Behind the numbers – Liquid Friday’s Gender Pay Gap Report
Every year, organisations with 250 or more employees are required to publish their Gender Pay Gap data. It’s an important measure, not just of equal pay for equal work (which is a legal requirement), but of the difference in average earnings between men and women across a workforce. In short, it highlights representation, opportunity and how different roles are distributed.
By the nature of our workforce at Liquid Friday, our report goes a bit further. The data not only reflects our internal head office team, but also our umbrella workers – contractors employed by us who work via recruitment agencies for end clients. This means our figures give a unique and broader snapshot of gender pay trends across the sectors we support.
Our data
Because umbrella companies employ workers across a wide range of assignments, our Gender Pay Gap data is shaped by the industries those workers operate in.
Over 70% of our contractor workforce is engaged in sectors such as construction, engineering and rail – industries that have historically been male-dominated.
This context is key.

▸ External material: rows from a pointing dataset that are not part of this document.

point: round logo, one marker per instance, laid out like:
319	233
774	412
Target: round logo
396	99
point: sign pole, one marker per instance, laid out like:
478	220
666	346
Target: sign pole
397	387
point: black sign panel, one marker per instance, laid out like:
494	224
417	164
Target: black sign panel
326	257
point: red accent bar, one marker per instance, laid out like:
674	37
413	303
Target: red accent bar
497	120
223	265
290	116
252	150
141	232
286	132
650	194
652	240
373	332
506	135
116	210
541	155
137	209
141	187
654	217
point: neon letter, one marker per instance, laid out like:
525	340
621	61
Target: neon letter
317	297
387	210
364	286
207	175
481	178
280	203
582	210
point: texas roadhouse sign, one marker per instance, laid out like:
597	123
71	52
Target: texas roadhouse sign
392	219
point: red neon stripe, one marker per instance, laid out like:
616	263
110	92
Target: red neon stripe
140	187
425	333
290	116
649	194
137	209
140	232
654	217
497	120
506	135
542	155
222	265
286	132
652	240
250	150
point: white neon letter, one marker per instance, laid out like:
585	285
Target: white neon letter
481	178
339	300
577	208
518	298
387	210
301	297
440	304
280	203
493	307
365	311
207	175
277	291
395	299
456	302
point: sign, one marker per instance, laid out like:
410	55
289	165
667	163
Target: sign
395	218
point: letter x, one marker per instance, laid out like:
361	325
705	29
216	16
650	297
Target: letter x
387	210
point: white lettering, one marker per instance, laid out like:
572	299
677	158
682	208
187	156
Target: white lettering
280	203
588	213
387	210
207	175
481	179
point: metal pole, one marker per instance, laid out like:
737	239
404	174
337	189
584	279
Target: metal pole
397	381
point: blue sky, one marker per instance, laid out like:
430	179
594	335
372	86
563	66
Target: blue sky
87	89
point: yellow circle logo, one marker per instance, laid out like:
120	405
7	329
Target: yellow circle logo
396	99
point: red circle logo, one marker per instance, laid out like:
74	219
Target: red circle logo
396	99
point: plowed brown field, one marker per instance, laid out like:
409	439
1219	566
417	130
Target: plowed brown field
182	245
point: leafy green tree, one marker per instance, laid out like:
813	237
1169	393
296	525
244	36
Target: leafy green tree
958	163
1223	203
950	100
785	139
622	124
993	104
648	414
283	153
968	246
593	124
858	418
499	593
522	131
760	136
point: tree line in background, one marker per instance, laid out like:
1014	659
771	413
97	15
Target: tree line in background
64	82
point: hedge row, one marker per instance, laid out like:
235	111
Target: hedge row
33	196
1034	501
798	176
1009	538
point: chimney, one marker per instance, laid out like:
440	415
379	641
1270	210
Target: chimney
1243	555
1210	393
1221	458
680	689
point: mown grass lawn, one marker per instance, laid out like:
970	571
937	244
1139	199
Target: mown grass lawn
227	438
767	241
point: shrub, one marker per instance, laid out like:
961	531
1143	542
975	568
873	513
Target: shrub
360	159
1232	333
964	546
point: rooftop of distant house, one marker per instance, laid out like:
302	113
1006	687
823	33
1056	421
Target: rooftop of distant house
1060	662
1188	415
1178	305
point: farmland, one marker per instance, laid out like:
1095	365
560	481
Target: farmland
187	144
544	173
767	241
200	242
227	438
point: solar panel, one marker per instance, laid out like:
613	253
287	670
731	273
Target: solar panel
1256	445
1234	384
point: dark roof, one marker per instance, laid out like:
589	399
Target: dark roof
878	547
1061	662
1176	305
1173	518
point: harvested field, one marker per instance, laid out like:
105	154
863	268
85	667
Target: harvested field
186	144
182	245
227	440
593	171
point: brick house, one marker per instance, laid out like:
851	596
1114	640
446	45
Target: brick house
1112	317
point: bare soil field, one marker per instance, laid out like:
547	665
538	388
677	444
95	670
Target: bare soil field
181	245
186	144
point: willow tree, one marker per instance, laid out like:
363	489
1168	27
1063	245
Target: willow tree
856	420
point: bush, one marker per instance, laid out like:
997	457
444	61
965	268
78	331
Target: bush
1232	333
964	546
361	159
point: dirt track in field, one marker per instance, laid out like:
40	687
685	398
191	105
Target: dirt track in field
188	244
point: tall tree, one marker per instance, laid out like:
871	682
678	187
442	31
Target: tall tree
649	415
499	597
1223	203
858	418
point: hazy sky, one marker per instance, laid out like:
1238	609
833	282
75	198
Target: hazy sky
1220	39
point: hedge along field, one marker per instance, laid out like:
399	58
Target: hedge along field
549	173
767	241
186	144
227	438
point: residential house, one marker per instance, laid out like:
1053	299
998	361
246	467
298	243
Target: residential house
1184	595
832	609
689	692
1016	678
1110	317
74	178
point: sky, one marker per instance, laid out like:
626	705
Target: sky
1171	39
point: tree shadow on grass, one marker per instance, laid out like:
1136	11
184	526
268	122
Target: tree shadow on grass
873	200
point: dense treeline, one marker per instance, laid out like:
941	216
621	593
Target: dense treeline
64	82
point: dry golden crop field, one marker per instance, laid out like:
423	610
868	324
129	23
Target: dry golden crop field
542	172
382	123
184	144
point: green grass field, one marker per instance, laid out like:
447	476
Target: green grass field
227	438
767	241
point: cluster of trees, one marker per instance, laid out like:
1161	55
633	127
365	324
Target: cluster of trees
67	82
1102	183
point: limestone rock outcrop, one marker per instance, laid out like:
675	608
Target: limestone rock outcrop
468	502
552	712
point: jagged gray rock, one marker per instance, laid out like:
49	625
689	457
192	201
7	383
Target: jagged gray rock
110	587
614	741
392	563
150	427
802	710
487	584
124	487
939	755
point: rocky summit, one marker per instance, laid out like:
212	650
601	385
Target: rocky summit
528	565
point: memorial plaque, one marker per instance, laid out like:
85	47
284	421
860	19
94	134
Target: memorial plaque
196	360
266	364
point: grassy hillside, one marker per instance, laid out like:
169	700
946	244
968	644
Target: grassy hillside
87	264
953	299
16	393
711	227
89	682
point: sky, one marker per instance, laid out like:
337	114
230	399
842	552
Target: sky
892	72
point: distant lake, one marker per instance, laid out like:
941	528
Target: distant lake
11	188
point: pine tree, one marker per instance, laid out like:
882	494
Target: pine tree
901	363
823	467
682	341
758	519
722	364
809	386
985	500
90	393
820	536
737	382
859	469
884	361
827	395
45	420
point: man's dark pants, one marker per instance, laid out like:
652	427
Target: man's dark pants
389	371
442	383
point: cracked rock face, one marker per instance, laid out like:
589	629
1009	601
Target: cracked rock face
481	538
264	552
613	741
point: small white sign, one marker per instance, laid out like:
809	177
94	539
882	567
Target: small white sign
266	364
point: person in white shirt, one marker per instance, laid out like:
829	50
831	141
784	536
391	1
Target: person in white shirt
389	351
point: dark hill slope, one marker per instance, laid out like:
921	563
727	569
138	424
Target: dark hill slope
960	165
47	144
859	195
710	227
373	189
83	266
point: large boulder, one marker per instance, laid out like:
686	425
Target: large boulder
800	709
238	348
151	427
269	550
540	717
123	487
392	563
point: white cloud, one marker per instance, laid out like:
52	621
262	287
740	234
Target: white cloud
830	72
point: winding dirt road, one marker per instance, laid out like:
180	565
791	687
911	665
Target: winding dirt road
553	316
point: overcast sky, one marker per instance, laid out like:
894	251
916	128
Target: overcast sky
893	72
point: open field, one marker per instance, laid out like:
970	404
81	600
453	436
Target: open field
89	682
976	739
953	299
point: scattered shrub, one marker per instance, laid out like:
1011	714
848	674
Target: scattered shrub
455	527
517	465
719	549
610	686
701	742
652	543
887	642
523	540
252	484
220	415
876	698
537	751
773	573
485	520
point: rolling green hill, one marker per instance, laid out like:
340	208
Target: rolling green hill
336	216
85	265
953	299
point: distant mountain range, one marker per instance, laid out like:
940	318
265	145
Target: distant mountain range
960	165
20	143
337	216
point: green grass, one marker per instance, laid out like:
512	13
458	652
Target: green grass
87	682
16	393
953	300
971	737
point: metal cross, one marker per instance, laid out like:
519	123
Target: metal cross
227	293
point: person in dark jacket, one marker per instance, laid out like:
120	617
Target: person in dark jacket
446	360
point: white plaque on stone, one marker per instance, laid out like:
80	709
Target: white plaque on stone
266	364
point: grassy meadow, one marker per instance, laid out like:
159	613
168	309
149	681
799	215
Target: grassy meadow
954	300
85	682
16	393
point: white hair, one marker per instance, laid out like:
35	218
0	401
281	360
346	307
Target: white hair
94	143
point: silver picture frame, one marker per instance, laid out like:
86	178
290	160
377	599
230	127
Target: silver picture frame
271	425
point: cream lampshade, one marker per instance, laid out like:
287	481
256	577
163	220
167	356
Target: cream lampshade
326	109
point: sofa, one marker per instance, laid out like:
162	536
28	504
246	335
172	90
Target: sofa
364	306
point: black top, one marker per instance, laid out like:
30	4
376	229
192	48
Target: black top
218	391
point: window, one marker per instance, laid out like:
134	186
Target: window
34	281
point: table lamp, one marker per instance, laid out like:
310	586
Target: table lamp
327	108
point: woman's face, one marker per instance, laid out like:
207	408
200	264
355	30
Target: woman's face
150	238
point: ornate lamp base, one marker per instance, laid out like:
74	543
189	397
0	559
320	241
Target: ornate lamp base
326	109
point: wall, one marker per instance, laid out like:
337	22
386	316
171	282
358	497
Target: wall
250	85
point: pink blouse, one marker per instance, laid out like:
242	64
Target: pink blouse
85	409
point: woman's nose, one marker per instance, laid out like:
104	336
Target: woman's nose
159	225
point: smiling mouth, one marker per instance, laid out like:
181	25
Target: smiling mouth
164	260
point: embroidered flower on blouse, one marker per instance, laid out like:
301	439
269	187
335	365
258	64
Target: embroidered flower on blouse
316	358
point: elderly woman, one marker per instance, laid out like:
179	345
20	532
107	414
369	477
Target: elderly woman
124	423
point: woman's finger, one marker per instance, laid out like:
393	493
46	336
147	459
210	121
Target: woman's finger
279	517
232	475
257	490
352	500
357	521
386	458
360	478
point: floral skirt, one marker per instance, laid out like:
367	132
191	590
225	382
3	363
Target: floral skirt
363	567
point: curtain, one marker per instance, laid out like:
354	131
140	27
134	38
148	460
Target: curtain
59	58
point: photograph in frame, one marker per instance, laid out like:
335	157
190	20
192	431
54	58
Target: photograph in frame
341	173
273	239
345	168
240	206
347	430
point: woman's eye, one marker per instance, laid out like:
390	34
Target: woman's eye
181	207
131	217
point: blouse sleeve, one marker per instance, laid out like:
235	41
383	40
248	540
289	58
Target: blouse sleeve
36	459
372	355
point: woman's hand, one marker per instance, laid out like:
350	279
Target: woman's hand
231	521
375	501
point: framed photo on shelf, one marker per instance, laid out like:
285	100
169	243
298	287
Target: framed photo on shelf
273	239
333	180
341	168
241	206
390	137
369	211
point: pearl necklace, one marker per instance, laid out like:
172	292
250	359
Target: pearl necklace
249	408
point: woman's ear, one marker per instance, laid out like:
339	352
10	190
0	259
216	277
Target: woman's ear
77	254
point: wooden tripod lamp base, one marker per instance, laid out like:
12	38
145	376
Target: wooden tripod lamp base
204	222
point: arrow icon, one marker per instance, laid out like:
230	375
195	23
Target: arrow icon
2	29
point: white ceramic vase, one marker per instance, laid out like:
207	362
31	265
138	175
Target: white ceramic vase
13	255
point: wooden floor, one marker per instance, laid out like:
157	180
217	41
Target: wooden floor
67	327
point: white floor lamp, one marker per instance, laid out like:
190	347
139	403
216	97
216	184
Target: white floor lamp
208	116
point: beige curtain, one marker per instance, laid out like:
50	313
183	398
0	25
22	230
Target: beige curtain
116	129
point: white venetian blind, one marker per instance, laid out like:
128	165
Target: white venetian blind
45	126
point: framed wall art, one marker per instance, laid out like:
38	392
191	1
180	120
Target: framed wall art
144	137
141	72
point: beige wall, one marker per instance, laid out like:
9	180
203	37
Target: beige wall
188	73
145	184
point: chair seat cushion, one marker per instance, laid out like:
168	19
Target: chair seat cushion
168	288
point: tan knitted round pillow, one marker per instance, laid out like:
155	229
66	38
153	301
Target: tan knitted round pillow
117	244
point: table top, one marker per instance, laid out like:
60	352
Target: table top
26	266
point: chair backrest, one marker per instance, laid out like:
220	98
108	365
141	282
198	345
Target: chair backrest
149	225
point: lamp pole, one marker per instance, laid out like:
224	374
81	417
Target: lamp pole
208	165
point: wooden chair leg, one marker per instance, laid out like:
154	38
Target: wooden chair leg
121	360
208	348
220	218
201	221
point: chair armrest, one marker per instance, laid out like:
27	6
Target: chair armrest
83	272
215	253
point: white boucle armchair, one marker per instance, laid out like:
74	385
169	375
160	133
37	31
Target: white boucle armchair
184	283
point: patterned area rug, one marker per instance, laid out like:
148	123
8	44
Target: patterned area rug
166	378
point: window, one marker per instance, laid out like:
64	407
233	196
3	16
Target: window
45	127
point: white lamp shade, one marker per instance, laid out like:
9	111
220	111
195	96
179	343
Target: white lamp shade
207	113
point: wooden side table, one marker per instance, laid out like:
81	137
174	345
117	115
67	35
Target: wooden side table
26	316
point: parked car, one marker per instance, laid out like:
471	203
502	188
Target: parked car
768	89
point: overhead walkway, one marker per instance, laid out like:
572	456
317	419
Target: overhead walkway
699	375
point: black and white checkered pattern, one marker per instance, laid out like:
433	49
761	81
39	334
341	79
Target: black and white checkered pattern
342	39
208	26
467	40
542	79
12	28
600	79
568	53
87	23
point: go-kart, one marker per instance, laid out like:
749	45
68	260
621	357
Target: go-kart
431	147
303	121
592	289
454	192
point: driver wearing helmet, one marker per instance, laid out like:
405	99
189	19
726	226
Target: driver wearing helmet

It means our report doesn’t just reflect our own internal gender pay position, but gives a window into gender representation across parts of the UK’s flexible labour market.
Headline figures
There is positive new at the core of this year’s report:
- Median gender pay gap: 0%
- Mean gender pay gap: 0%
So, in real terms, this means women and men are paid equally for comparable work across our organisation. This is something we are proud of. It reflects a consistent and structured approach to pay, underpinned by fairness and transparency.
Representation across pay quartiles
Our data show that women are underrepresented in the highest-paid roles:
- 19.6% of the upper pay quartile are women
- 12.2% of the lower pay quartile are women
This distribution reflects the industries we operate in, where higher-paid technical and site-based roles are still predominantly held by men. It is not about unequal pay for the same work, but about who is working in which roles.
What’s driving the bonus gap?
- 100% of both men and women received bonus pay
- Median bonus gap: 12.9% (lower for women)
- Mean bonus gap: 29.8% (lower for women)
Again, this is not due to difference in entitlement. Instead, it reflects variations in assignment types, contract values and earnings patterns across different sectors. Higher- value contracts naturally influence bonus outcomes.
How do we compare nationally?
According to the UK Government’s Gender Pay Gap reporting data, the national median gender pay gap typically sits at around 13-15%% in favour of men across all sectors.
Against that backdrop, Liquid Friday’s 0% median and mean pay gap stands out as a strong result. It demonstrated that where we have direct control over pay structures, equality is being achieved.
Where differences do exist, they mirror wider gender representation trends in certain industries.
Looking ahead
Gender pay reporting is about more than equal pay alone. It also highlights how representation varies across different roles and levels.
Looking ahead, our focus is to:
- Maintain equal pay for equal work
- Better understand the drivers behind representation gaps
- Support greater diversity across the sectors we serve.
As an umbrella company operating at the heart of the UK’s contractor workforce, we have a role to play, not just in reporting gender pay trends, but in helping shape them.